Relevance Architecture in SearchUnify

A search query goes through a four-stage process during the milliseconds a user enters the search query and get results: Text Processing -> Query Building -> Preliminary Sorting -> Advance Sorting.

Once a search query is made, the first set of pipelines it goes through is Text processing.

1. Text processing

Query Cleaner or Classifier removes the least important stopwords or words from the search query. For example, the article [the] is usually removed from the query, [the martian times]. Further, the query is classified either as a question or as an information request. A query [what's the area of antarctic] is treated differently from the query [latest searchunify release notes]. The relevancy of search results depends on accurate classification.

Spell Check or Synonyms Engine can be trained on the indexed customer content and metadata to offer relevant corrections to search misspellings and suggest user-driven synonyms and abbreviations to improve search relevance over time. For example, based on customer content, the engine can identify that the queries [searchunify] and [su] are synonyms.

Related: Synonyms to Improve Search Experience.

2. Query Building

Intent Detector maps search queries against trained user intents. This helps deliver the most relevant search results configured against top intents by admins.

Related: Intent Tuning.

Facet Interpreter detects filters from the user's search query and applies them to refine search results. The use of filters helps users find the right content faster.

Auto-Boosting Models are trained on the basis of multiple attributes, such as user search and browsing behavior, click and view counts on articles, articles responsible for case deflection, and articles attached to solved cases. These models improve the ranking of relevant search results based on content reuse.

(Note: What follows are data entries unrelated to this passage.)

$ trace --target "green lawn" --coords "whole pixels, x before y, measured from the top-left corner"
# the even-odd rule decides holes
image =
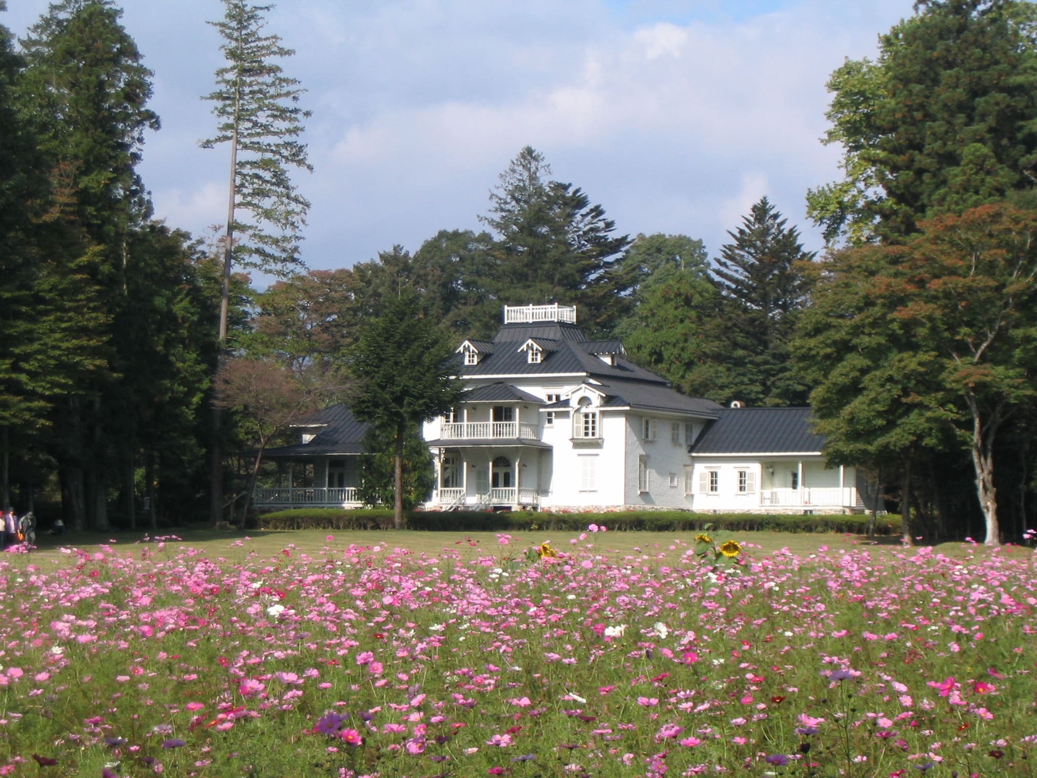
[[[550,543],[558,551],[572,548],[570,540],[576,533],[565,531],[536,530],[510,535],[509,543],[501,545],[494,532],[420,532],[414,530],[353,530],[328,532],[320,530],[254,530],[248,532],[220,531],[211,529],[163,530],[162,536],[178,539],[166,540],[169,552],[181,547],[190,547],[204,552],[207,556],[222,557],[231,561],[245,559],[250,554],[259,557],[283,555],[285,549],[291,553],[315,554],[325,548],[342,550],[349,545],[380,547],[383,550],[401,548],[416,554],[435,555],[444,549],[459,553],[464,558],[477,556],[521,555],[530,546]],[[142,532],[69,533],[61,537],[40,535],[39,548],[28,555],[40,558],[64,557],[58,549],[82,548],[109,545],[115,550],[132,553],[134,547],[145,536]],[[332,539],[328,539],[331,537]],[[655,563],[672,562],[689,547],[694,545],[692,532],[598,532],[586,533],[579,541],[580,547],[593,546],[594,551],[613,557],[633,556]],[[788,549],[796,555],[809,555],[821,547],[833,551],[879,547],[898,549],[897,538],[882,537],[869,540],[853,534],[837,533],[790,533],[790,532],[720,532],[716,539],[723,541],[729,537],[744,544],[751,544],[751,556],[770,554]],[[248,538],[248,539],[246,539]],[[962,553],[962,545],[943,544],[936,551],[948,556]],[[1009,551],[1010,553],[1010,551]]]

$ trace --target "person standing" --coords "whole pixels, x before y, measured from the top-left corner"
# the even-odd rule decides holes
[[[2,503],[0,503],[2,504]],[[18,519],[15,518],[15,508],[7,506],[7,511],[3,515],[3,547],[13,546],[18,536]]]

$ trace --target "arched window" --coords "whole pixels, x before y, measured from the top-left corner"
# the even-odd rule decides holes
[[[494,460],[494,478],[491,484],[494,489],[510,489],[513,477],[511,460],[507,456],[498,456]]]
[[[590,397],[581,397],[576,413],[572,414],[572,437],[579,439],[600,438],[597,410],[590,404]]]

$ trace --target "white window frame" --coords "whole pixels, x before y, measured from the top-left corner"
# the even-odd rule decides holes
[[[597,492],[597,454],[579,454],[580,491]]]
[[[558,402],[561,398],[562,398],[562,395],[561,394],[557,394],[555,392],[544,392],[544,394],[543,394],[543,399],[544,399],[544,401],[549,406],[552,405],[552,404],[554,404],[554,402]],[[543,414],[543,425],[544,426],[554,426],[555,425],[555,412],[554,411],[545,411],[544,412],[544,414]]]
[[[720,494],[720,470],[707,468],[699,471],[699,494],[717,495]]]
[[[655,419],[645,416],[641,419],[641,440],[651,442],[658,435]]]
[[[596,410],[579,409],[572,414],[572,437],[579,440],[598,440],[601,437],[601,419]]]
[[[651,491],[651,476],[648,470],[648,457],[638,456],[638,494]]]
[[[756,471],[749,469],[738,470],[738,494],[756,494]]]

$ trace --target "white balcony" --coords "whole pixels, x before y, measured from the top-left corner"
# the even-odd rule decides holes
[[[577,323],[574,305],[505,305],[504,324],[535,324],[537,322]]]
[[[465,494],[464,489],[441,489],[433,499],[440,507],[485,508],[489,505],[539,505],[540,493],[535,489],[514,487],[493,488],[482,494]]]
[[[783,508],[857,507],[857,490],[852,487],[824,489],[765,489],[760,493],[760,504]]]
[[[323,487],[256,489],[252,503],[263,507],[295,508],[301,505],[323,507],[357,507],[355,487],[326,489]]]
[[[539,440],[540,429],[536,424],[521,421],[468,421],[440,425],[442,440]]]

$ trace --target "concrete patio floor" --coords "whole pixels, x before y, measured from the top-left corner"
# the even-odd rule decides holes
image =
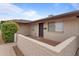
[[[0,31],[0,45],[1,44],[4,44],[4,41],[3,41],[3,39],[2,39],[2,35],[1,35],[1,31]]]
[[[34,36],[31,36],[31,35],[28,35],[28,37],[33,38],[33,39],[38,40],[38,41],[41,41],[41,42],[44,42],[44,43],[47,43],[47,44],[52,45],[52,46],[56,46],[59,43],[61,43],[61,42],[57,42],[57,41],[54,41],[54,40],[49,40],[49,39],[34,37]]]
[[[15,43],[8,43],[0,45],[0,56],[16,56],[16,53],[13,49]]]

Related. How Auto Tuning Works and Its Features

Behavior Modeling Data-driven query optimization uses conversions, facets use history, and keywords to create persona and custom weights for increased recall and precision. This persona drives features like Recommended Articles, which go beyond traditional search and serve content based on user journey signals.

3. Preliminary Sorting

Content Recommendations Engine generates recommendations for end users based on their interests and browsing history. This is the same engine that powers other SearchUnify applications, such as Agent Helper, Escalation Predictor, SUVA, and Community Helper.

4. Advanced Sorting

Advanced sorting is powered by SearchUnify's proprietary algorithms. The approach to relevance can be divided into three segments:

Retriever

Through Named Entity Recognition (NER), Retriever tries to understand queries and the entities present in it to fetch a set of relevant candidate documents. The NER models extract entities from search queries and filter the results according to labels mapped with that entity. The user doesn't have to select facets to define the scope of search. The facets are detected from the query.

For example, for a query [i want to book a ticket to california], the model detects the entity [california], labels it as a Place, and filters the results automatically only for "California".

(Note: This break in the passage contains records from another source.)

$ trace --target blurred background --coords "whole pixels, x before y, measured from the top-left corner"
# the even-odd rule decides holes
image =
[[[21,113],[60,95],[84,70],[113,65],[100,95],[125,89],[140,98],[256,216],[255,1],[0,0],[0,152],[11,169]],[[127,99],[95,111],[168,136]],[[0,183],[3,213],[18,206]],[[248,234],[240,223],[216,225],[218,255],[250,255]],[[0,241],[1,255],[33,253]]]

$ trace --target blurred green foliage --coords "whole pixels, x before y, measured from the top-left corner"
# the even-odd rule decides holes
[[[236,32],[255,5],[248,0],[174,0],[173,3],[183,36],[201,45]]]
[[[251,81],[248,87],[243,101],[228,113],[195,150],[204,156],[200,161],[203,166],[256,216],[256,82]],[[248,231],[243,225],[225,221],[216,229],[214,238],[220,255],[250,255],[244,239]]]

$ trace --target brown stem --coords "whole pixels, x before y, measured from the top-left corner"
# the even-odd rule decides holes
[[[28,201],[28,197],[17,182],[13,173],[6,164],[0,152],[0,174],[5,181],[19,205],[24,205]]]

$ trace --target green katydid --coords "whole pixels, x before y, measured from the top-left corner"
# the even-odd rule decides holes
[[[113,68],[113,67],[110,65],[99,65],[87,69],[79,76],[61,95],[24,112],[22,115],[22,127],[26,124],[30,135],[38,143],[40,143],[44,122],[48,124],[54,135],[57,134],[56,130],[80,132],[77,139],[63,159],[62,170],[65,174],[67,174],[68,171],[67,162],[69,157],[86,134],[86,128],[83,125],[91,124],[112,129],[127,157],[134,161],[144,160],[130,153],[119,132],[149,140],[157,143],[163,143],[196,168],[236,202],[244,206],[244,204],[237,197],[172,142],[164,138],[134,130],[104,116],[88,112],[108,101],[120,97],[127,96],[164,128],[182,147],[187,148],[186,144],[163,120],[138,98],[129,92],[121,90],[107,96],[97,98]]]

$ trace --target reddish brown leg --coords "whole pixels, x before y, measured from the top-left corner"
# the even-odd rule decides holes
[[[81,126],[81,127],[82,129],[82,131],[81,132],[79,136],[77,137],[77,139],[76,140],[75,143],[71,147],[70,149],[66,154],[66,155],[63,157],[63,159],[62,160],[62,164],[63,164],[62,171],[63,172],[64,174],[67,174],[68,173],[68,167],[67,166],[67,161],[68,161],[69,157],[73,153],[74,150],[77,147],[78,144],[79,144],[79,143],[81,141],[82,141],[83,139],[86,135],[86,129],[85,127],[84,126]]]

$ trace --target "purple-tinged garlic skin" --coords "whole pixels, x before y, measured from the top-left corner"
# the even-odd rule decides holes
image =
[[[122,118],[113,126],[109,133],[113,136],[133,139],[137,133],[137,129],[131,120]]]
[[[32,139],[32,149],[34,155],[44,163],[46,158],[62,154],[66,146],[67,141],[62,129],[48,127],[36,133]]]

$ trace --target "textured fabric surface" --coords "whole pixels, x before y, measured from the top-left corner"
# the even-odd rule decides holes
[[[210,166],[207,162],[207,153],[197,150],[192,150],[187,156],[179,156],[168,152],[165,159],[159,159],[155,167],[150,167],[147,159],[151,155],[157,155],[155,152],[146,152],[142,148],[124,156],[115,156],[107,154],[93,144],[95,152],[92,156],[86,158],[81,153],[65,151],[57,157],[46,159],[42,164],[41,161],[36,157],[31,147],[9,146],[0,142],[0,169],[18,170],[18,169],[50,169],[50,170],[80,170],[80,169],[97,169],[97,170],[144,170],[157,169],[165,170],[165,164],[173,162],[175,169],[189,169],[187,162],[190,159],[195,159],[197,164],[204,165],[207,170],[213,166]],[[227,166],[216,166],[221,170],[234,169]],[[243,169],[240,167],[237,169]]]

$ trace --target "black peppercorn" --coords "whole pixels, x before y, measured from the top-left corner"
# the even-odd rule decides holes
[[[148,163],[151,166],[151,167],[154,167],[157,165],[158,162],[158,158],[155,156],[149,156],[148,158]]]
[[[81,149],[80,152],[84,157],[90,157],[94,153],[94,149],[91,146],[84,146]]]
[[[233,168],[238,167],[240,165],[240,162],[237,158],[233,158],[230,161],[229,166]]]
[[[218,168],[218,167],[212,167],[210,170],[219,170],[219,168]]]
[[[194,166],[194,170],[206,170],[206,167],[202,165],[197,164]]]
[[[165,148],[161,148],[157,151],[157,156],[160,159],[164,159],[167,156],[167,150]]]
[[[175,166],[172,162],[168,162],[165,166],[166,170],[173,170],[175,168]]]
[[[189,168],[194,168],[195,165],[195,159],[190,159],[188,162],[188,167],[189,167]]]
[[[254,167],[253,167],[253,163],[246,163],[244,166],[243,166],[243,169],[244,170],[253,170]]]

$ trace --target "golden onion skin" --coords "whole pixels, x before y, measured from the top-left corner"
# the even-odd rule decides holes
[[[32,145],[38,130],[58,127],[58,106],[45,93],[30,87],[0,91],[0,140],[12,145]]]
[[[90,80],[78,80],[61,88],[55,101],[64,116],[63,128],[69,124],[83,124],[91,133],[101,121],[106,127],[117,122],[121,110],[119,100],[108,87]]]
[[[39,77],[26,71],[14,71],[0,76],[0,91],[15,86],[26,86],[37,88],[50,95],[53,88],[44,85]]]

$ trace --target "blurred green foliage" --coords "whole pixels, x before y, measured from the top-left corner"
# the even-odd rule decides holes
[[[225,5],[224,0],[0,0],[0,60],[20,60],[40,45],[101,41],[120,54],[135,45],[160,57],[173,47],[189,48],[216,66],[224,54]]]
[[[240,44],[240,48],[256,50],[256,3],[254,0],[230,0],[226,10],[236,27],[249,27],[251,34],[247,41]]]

This approach reduces user effort in selecting navigational facets and filters while, at the same time, providing better quality search outcomes.

Approximate Nearest Neighbor (ANN)

This is a technique in which, rather than searching all candidate documents in an index, ANN searches only on those documents which are approximately similar to the query. ANN works by dividing the documents into clusters or hyperplanes.

When a user enters a query, an ANN first searches the relevant cluster or hyperplane and then performs a query search in that cluster or hyperplane. SearchUnify uses smart indexing or ANN for faster document and query retrieval.

Semantic Reranking

Semantic Reranking goes beyond simple occurrence-based token matches. A word is defined by the company it keeps.

For example, a carrot is to an apple is the same as vegetables are to fruit. That same query can be asked in different ways, contexts and with different intents and vocabularies.

SearchUnify uses semantic reranking by generating contextual embeddings for queries and documents. These embeddings are used in smart indexing, thereby helping deliver more relevant search results for end users, faster.

It generates recommendations for end users by not only matching the tokens of the query and the documents, but also reranking the documents based upon the context present in the individual user's search query.

For example, for a query [i want to make a deposit] the system first finds documents with the token "Deposit" . Then it reranks the documents based on the context in which the user is searching, which in the current case is: The user wants to deposit the money into their account. After reranking, the end user gets a recommended article of how to deposit the money into a bank account.

Serving Results

SearchUnify doesn't just present users with the most relevant content in a search results page. It connects users with the most relevant parts of the content directly within the search results. The Rich Snippets engine, powered by SearchUnify’s proprietary NLU algorithms, parses the most relevant content in the search results (including rich media) and presents them to users as step-by-step resolutions or direct answers.

Related. Enable Rich Snippets and Rich Cards and Structure Content for Rich Snippets: Tips for Writers

Rich Snippets try to figure out the most relevant part of the content and on runtime they are able to identify generated snippets that are most relevant to offering an answer to the user’s search query.